Darauf achtend, nicht einmal annähernd daran zu denken, in ihm etwas anderes als einen armen Bastard zu sehen, der ganz offensichtlich keine Freunde und kein eigenes Leben hat, scannte ich die Bücher, nahm das Geld vom Tresen und reichte ihm das Wechselgeld, alles ohne meine Augen von seinen unglaublich blauen zu nehmen, einem tiefen Blau, das mit nichts zu vergleichen war, was ich je zuvor gesehen hatte. Unsere Hände berührten sich für den Bruchteil einer Sekunde, als er nach den Büchern reichte. Er steckte eins in seinen Rucksack und hielt das andere mir hin.

Sein Gesicht leuchtete ein helles Rot, als er sagte: „Das hier ist für dich. Als Dank dafür, dass du mich hier so lange geduldet hast.“ Dann drehte er sich um und bewegte sich auf den Ausgang zu, ohne eine Antwort abzuwarten, was für mich okay war, weil ich nicht in der Lage gewesen wäre, mir eine auszudenken.

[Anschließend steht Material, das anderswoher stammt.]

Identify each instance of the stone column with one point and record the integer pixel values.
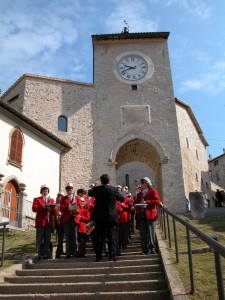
(22, 222)
(2, 189)
(198, 205)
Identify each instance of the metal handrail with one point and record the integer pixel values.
(4, 224)
(212, 242)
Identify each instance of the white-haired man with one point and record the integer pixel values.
(146, 201)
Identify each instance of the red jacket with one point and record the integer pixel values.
(64, 208)
(125, 214)
(152, 199)
(118, 209)
(42, 216)
(82, 218)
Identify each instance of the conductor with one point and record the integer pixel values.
(105, 216)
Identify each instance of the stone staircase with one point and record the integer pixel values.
(132, 276)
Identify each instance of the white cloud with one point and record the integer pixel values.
(197, 8)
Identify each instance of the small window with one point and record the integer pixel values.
(216, 163)
(134, 87)
(196, 176)
(16, 147)
(196, 152)
(187, 142)
(127, 180)
(62, 123)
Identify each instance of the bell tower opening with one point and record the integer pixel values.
(136, 159)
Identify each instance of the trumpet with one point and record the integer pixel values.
(90, 227)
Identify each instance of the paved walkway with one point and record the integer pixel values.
(217, 211)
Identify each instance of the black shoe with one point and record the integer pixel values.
(99, 258)
(113, 258)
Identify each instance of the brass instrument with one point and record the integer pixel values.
(90, 227)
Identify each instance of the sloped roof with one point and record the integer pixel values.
(28, 75)
(8, 110)
(131, 36)
(194, 120)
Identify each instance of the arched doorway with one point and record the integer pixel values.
(11, 202)
(138, 158)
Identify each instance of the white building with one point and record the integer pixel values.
(127, 123)
(30, 156)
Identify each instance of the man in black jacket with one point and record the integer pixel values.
(105, 216)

Als ich schließlich zur Tür ging, um sie abzuschließen, lächelte mein Spiegelbild mich an und mir wurde klar, dass ich die ganze Zeit über gelächelt haben musste, wie ein völlig bekloppter Trottel. Meine Verlegenheit hielt nur so lange an, bis ich wieder an der Kasse stand. Gerade als ich den Rechner herunterfahren wollte, nahm ich den Titel eines der beiden Bücher wahr, genauer gesagt des Buches, das er in seinen Rucksack gesteckt hatte.

The Night Circus“, las ich in die Stille hinein. Wieso sollte er mein Lieblingsbuch in meiner Lieblingssprache Englisch kaufen? War er wirklich ein Stalker? War dies seine Art, mir zu sagen … Was genau? Seine Worte hatten mehr wie ein Abschied geklungen, weniger wie eine Drohung. Und warum hatte er mir ein Buch gekauft?

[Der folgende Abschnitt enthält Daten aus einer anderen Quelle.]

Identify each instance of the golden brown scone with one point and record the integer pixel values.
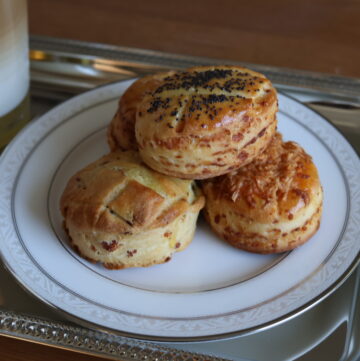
(119, 212)
(206, 121)
(121, 130)
(271, 205)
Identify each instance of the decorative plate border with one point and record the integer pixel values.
(326, 279)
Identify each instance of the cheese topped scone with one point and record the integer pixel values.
(271, 205)
(122, 214)
(206, 121)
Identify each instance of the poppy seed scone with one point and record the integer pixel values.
(121, 130)
(122, 214)
(271, 205)
(206, 121)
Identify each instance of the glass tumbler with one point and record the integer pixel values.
(14, 69)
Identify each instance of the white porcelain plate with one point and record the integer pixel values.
(208, 291)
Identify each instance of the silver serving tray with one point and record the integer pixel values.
(63, 68)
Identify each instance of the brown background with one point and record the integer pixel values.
(318, 35)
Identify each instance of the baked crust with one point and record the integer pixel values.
(121, 130)
(119, 212)
(271, 205)
(206, 121)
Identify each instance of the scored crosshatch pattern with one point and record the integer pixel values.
(310, 291)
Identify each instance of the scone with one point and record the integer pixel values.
(121, 130)
(119, 212)
(271, 205)
(206, 121)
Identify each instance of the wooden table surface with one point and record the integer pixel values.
(318, 35)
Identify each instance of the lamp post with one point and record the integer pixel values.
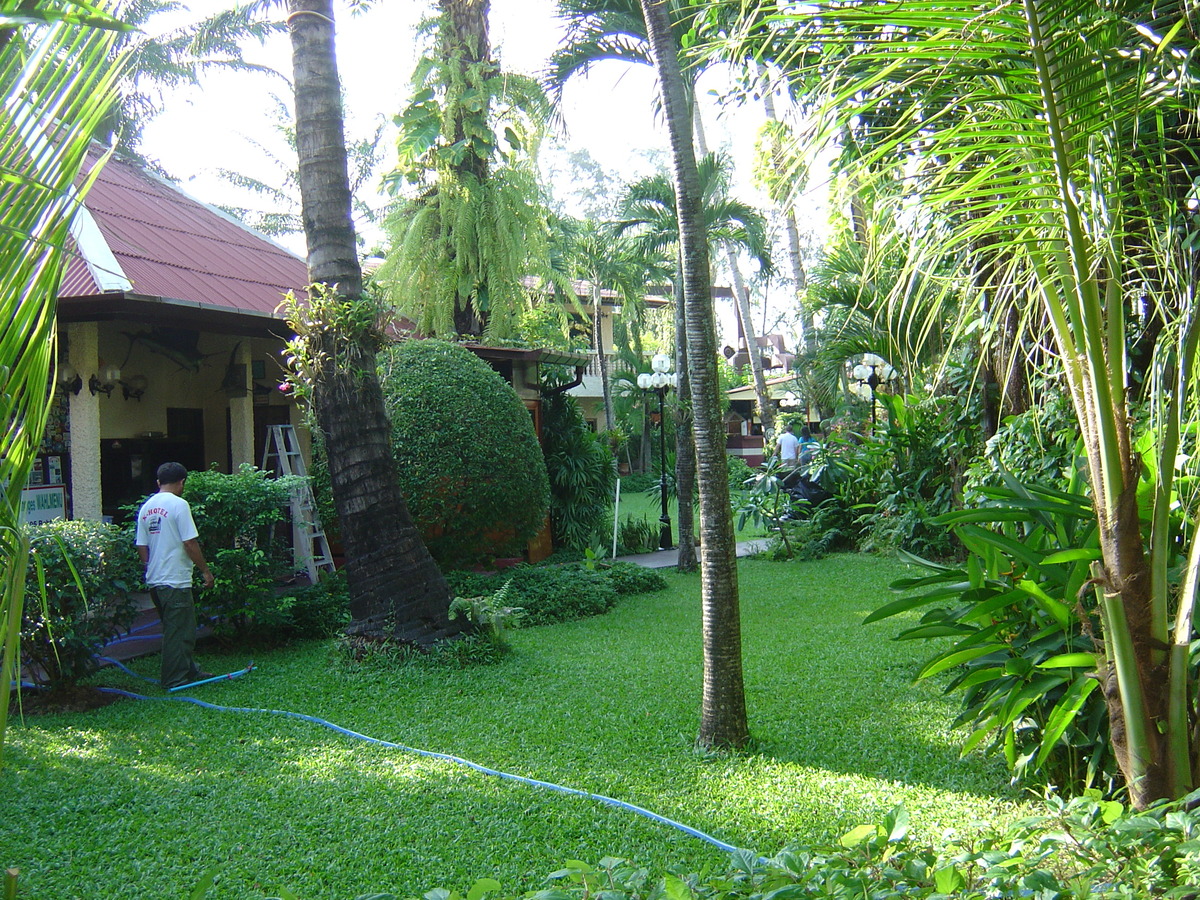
(874, 371)
(659, 382)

Ich nahm das Geschenk in die Hand und sah es mir endlich an. Torture the Artist stand auf dem Cover - Quäle den Künstler. Ich hatte noch nie davon gehört und war ganz bestimmt nicht bereit herauszufinden, worum es darin ging. Der Titel sagte mehr als tausend Worte. Quälen, wirklich? So was wie 50 Shades für Künstler?

„Keine Chance, du Freak!”, spuckte ich heraus, als ich das Buch zurück zum Regal brachte. Auf dem Rückweg, um endlich den Computer auszuschalten, fand ich ein Stück Papier auf dem Boden und, weil ich so ein netter Angestellter war, hob ich es auf, um es in den Papierkorb zu werfen. Dann aber warf ich einen Blick darauf und blieb stehen. Ich las das Geschriebene nochmal. Fünf Mal, bis ich es endlich kapierte. Dann ging ich zurück zum Regal, in das ich gerade Torture the Artist zurückgesteckt hatte und nahm das Buch heraus.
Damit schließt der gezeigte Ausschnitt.